Gli insediamenti scoperti su molta parte della Pianura padana tra Lombardia, Veneto occidentale e Emilia (specialmente lungo il corso del Panaro, tra Modena e Bologna), sono costituiti da villaggi di legno strutturale su palafitte costruite secondo uno schema ben definito.
Erano di forma quadrangolare, costruiti sulla terraferma su spazi circondati da argine/terrapieno e fossato, generalmente in vicinanza di un corso d'acqua, con strade intersecantesi ad angolo retto, secondo un progetto non casuale che denota il carattere di un insediamento fortificato. Le terramare dell'Emilia sono l'espressione dell'attività commerciale nell'età del bronzo. Sono insediamenti lungo una via che attraversava le Alpi nella Val Camonica e giungeva alle sponde del Po; qui venivano costruite le terramare che fungevano da depositi e punti di partenza delle merci costituite da ambra dal Mar Baltico, e stagno dai monti Metalliferi, con direzione lungo il Po fino alla foce e all'Adriatico, verso il mar Mediterraneo orientale, il mar Egeo, Creta, l'Asia Minore, la Siria, l'Egitto.
La cultura materiale, soprattutto per quanto riguarda la ceramica e gli oggetti in bronzo, richiama le culture danubiano-balcaniche e transalpine tra cui la cultura di Unetice[26]. I morti venivano principalmente cremati.

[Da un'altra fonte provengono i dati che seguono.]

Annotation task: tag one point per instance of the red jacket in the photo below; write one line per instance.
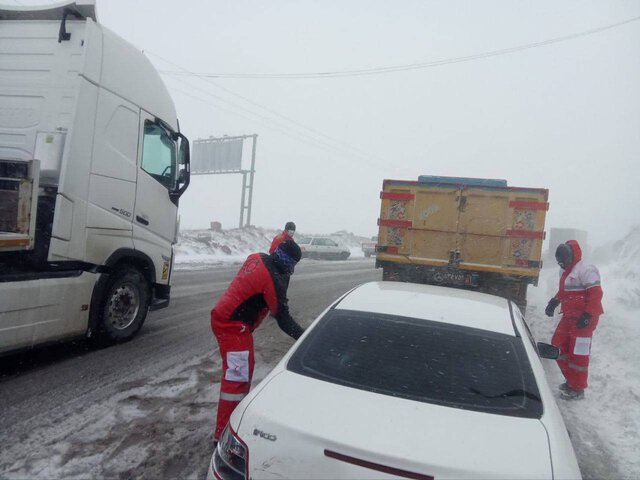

La civiltà appenninica era una cultura della media Età del bronzo (1600-1200 a.C. circa), divisa in tre fasi cronologiche principali: Proto-Appenninica, Appenninica e Sub-Appenninica, che si estendeva principalmente in tutto l'arco appenninico abbracciando quindi gran parte dell'Italia centrale e meridionale con avamposti nelle Eolie e nelle aree costiere della Sicilia nord-orientale. La sua economia era caratterizzata principalmente dalla pastorizia legata a pratiche di transumanza.[27]

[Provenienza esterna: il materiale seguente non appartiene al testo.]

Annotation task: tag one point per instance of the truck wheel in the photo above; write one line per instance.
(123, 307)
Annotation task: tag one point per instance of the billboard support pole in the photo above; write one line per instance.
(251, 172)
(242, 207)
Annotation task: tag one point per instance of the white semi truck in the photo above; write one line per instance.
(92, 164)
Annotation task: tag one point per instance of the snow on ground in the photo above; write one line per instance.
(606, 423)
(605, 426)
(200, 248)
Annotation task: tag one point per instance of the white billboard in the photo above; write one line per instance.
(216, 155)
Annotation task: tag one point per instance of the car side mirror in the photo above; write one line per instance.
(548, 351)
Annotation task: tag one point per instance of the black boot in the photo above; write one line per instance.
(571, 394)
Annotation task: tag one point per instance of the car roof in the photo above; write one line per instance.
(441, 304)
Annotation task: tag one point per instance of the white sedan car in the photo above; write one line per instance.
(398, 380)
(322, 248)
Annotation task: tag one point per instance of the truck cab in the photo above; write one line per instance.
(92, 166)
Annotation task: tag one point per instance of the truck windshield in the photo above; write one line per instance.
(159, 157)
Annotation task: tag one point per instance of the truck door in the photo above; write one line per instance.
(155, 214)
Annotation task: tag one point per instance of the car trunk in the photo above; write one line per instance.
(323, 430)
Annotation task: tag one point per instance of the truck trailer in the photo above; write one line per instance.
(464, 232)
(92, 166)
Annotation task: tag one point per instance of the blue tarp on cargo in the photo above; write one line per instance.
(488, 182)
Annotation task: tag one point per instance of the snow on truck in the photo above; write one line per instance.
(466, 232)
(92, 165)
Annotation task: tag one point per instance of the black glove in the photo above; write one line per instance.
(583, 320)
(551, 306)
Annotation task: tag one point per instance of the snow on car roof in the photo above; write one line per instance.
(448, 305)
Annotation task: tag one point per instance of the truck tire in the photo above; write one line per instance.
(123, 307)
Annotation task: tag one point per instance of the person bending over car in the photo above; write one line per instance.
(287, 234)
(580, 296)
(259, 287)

La cultura dei castellieri si sviluppò in Istria nell'età del bronzo medio per espandersi successivamente in Friuli (cjastelîr in friulano), Venezia Giulia, Dalmazia e zone limitrofe. Durò oltre un millennio (dal XV secolo a.C. al III secolo a.C. circa) ed ebbe termine solo con la conquista romana. Prende il nome dai borghi fortificati che sorsero un po' ovunque nella sua zona di diffusione e definiti per l'appunto Castellieri.
A dare vita alla cultura dei castellieri fu un gruppo etnico di incerta origine ma probabilmente pre-indoeuropeo e sicuramente proveniente dal mare. I primi castellieri furono infatti costruiti lungo le coste istriane e presentano un curioso fenomeno di megalitismo riscontrabile in quello stesso periodo nel mondo miceneo. Purtuttavia, essendo questo stesso fenomeno diffuso in molte zone del Mediterraneo, non è stato possibile determinare con certezza la provenienza egea di tale popolazione; le ipotesi avanzate su una sua origine illirica non sono parimenti avvalorate dai reperti in nostro possesso. Va anche segnalato che un'etnia propriamente illirica iniziò a formarsi in Europa solo attorno al X secolo a.C.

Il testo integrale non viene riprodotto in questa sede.